FIDH has been very active in advocating for the release of Lydienne Yen-Eyoum, particularly before the session of the United Nations Working Group on Arbitrary Detention (UNWGAD). In April 2015 this Group rendered its decision on the Lydienne Yen-Eyoum case, denouncing her “deprivation of freedom” particularly on the grounds of the absence of “notification of the reasons for the arrest” and the fact that the temporary detention had “exceeded the legal deadline”.

The Lydienne Yen-Eyoum case dates back to 2004, when while practicing as a lawyer, she was instructed by the Cameroon Finance Minister to recover assets from the Société générale de banques du Cameroun (SGBC), a Franco-Cameroonian subsidiary of the Société générale. She was arrested in January 2010, and charged with embezzling 1.077 billion CFA francs (1.5 million Euros) of funds recovered. At the end of 2014, the Cameroon Special Criminal Court (SCC), which specialises in controlling large-scale corruption, sentenced her to twenty-five years in prison. In June 2015 the Supreme Court confirmed her sentence.

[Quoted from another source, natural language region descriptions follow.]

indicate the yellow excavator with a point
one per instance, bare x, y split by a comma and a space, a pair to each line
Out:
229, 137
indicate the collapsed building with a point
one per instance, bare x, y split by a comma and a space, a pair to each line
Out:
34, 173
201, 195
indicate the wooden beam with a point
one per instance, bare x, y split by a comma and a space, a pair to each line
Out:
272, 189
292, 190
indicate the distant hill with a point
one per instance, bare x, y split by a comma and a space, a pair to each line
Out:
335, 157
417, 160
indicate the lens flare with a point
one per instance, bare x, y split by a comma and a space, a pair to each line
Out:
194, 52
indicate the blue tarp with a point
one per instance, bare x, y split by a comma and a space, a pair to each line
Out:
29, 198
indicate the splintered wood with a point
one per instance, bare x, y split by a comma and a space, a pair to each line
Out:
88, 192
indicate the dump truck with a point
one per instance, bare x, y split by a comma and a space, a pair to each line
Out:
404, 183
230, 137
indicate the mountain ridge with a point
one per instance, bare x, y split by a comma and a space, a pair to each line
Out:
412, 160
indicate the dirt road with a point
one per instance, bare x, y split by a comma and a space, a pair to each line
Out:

The Lydienne Yen-Eyoum case is part of Operation Sparrow Hawk (Opération Épervier), which was launched in 2006 by the Cameroonian authorities to fight corruption and has given rise to numerous instances of politicians and business leaders being arrested and given heavy sentences. Pressure from the highest French authorities had already led to the release on 24 February 2014 of another Franco-Cameroonian, Michel Thierry Atangana, who had been arbitrarily imprisoned for 17 years for “embezzling public funds”. Despite the need to fight the corruption plaguing Cameroon, Operation Sparrow Hawk is generally perceived as the most recent purge of the political-financial apparatus by the Paul Biya regime. This time-tested method has allowed him to stay in power since 1982, that is, for 34 years.